UNICEF estimates that 69,944 children will be born in India on the first day of the new year; 44,940 in China; 25,685 in Nigeria; 15,112 in Pakistan; 13,256 in Indonesia; 11,086 in the U.S.; 10,053 in the Democratic Republic of Congo and 8,428 in Bangladesh.

In 2017, UNICEF said about 1 million babies died the day they were born, and 2.5 million in just their first month of life.

“Among those children, most died from preventable causes such as premature birth, complications during delivery, and infections like sepsis and pneumonia, a violation of their basic right to survival,” it said.

“This New Year Day, let’s all make a resolution to fulfill every right of every child, starting with the right to survive,” said Charlotte Petri Gornitzka, UNICEF deputy executive director.

“We can save millions of babies if we invest in training and equipping local health workers so that every newborn is born into a safe pair of hands,” she said.

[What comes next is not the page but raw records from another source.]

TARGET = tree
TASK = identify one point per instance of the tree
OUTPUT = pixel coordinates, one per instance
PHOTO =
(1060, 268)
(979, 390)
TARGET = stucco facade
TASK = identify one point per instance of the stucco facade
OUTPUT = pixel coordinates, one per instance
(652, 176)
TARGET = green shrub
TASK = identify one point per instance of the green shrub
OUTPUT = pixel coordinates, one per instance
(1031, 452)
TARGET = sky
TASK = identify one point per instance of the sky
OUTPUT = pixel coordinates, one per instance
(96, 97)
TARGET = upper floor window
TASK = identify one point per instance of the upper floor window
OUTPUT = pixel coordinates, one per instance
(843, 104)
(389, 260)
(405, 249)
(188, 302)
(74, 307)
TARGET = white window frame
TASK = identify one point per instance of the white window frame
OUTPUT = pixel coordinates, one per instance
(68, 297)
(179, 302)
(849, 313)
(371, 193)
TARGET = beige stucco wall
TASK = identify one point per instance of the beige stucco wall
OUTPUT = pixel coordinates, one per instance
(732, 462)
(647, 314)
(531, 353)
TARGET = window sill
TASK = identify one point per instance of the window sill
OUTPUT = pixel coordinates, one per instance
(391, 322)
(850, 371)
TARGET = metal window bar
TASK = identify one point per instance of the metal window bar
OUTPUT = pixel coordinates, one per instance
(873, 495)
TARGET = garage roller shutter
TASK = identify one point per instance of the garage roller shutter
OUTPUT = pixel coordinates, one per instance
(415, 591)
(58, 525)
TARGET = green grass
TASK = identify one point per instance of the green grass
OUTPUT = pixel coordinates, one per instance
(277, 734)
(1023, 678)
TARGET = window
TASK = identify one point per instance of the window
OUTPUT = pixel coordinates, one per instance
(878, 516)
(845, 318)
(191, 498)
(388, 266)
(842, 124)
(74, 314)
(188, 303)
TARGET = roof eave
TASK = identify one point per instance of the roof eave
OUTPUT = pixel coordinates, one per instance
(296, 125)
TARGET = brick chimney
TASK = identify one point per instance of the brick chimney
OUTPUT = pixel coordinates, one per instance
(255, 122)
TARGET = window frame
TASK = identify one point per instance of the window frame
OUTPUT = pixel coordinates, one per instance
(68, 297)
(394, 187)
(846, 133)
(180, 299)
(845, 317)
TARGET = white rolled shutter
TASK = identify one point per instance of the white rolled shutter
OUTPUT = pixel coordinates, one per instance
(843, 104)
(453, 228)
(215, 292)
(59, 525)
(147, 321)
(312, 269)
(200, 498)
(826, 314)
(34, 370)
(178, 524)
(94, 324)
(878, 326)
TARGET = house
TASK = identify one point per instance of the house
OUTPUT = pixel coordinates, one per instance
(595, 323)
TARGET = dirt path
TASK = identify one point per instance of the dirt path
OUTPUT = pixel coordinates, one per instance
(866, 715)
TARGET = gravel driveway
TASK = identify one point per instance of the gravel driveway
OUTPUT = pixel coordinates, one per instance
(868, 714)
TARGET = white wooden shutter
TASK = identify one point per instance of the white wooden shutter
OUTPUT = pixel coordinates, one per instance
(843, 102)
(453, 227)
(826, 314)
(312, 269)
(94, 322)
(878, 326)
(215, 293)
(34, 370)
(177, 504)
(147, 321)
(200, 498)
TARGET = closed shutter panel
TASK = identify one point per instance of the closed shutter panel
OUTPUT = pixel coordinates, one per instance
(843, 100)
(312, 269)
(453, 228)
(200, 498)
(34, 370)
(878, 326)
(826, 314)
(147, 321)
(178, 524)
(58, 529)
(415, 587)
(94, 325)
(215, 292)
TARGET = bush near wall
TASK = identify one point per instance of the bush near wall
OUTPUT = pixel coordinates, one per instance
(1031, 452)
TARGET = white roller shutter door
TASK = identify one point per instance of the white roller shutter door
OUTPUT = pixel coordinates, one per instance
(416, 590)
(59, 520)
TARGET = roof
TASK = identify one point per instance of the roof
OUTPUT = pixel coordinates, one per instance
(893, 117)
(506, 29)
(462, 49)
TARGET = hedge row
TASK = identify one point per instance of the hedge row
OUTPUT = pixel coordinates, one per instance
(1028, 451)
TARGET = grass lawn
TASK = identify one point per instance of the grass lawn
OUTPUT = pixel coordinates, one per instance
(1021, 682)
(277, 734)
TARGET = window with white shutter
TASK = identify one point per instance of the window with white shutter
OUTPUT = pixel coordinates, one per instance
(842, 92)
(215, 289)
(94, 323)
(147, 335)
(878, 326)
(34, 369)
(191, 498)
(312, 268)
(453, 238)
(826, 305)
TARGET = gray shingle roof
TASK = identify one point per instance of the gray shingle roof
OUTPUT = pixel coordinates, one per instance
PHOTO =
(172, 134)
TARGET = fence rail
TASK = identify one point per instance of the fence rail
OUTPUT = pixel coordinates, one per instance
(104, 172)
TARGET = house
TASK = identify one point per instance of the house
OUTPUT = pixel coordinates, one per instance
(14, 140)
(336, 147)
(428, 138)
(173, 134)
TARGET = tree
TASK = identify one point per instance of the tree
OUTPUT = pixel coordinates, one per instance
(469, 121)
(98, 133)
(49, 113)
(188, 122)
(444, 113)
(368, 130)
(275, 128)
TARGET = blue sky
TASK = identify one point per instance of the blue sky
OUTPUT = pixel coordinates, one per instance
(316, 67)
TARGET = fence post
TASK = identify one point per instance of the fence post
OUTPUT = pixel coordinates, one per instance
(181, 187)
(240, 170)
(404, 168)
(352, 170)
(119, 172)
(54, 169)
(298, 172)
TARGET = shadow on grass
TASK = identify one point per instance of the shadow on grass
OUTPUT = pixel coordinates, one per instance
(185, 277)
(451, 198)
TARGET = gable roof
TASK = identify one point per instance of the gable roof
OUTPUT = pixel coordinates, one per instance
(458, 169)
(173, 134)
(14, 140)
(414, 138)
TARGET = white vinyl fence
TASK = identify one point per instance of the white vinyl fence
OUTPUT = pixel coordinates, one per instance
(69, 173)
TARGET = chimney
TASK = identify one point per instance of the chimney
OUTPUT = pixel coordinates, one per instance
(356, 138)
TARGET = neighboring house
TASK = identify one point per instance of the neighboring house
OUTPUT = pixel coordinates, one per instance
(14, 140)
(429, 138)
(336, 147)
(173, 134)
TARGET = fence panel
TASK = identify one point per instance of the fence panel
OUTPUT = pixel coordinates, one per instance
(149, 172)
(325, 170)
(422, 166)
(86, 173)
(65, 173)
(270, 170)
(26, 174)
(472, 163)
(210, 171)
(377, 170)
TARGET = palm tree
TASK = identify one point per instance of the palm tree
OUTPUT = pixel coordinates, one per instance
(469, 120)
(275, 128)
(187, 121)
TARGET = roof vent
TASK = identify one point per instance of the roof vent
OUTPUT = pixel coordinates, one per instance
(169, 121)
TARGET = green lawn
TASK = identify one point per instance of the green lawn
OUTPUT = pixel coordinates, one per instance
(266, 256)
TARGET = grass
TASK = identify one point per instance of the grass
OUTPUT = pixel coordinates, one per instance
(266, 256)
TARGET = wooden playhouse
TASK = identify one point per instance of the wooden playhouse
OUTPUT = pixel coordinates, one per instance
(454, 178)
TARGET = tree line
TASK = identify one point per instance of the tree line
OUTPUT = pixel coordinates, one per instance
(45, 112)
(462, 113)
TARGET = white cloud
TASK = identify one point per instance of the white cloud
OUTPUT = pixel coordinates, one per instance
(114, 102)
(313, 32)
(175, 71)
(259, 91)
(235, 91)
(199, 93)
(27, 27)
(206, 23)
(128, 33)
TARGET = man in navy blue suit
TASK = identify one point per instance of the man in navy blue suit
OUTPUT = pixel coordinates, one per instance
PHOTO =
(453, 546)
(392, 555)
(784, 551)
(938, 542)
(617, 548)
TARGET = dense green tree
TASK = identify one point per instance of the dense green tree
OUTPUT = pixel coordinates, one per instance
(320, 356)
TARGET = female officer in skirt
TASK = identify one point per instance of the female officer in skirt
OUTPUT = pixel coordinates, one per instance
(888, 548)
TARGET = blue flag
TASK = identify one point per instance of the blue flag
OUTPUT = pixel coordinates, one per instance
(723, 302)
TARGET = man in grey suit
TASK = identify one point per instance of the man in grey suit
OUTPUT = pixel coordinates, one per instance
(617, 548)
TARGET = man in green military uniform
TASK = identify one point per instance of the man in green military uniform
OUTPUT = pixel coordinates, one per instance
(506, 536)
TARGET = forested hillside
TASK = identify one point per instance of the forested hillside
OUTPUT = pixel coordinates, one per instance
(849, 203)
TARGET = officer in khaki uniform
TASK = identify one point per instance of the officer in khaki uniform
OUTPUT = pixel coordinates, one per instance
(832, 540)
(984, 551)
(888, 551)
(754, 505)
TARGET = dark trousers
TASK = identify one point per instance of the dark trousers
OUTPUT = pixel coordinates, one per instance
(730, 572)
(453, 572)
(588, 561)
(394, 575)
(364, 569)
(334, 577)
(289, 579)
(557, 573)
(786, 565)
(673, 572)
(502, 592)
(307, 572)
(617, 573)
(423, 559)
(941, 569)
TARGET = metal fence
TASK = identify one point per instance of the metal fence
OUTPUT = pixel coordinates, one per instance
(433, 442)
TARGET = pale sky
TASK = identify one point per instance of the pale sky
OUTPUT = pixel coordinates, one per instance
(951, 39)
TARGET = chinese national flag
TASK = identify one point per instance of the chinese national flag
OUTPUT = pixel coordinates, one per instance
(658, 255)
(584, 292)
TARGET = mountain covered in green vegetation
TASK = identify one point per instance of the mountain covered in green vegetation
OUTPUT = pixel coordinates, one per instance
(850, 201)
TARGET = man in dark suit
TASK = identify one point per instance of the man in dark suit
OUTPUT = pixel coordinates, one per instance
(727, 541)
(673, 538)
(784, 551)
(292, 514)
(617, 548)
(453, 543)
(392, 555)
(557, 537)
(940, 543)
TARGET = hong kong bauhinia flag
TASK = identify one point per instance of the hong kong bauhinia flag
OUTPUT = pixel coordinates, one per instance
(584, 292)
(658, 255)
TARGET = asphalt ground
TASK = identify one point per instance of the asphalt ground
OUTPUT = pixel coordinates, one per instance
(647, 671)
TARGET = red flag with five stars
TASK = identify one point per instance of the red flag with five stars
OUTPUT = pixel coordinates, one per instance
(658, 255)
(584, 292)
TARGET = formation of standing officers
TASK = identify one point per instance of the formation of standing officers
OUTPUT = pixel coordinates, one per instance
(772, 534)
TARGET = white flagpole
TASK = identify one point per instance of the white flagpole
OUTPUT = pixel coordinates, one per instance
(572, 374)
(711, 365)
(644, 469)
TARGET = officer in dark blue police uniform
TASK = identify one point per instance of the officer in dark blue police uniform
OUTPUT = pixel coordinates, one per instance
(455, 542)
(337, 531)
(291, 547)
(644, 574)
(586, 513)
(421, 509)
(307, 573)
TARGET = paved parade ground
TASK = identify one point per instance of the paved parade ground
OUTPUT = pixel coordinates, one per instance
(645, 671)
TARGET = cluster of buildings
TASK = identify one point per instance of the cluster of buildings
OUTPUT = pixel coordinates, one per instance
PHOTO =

2019 also marks the 30th anniversary of the adoption of the Convention on the Rights of the Child, which UNICEF will be commemorating with worldwide events throughout the year.

“Over the past three decades, the world has seen remarkable progress in child survival, cutting the number of children worldwide who die before their fifth birthday by more than half,” according to UNICEF.

But there has been slower progress for newborns.

“Babies dying in the first month account for 47 per cent of all deaths among children under five,” UNICEF said.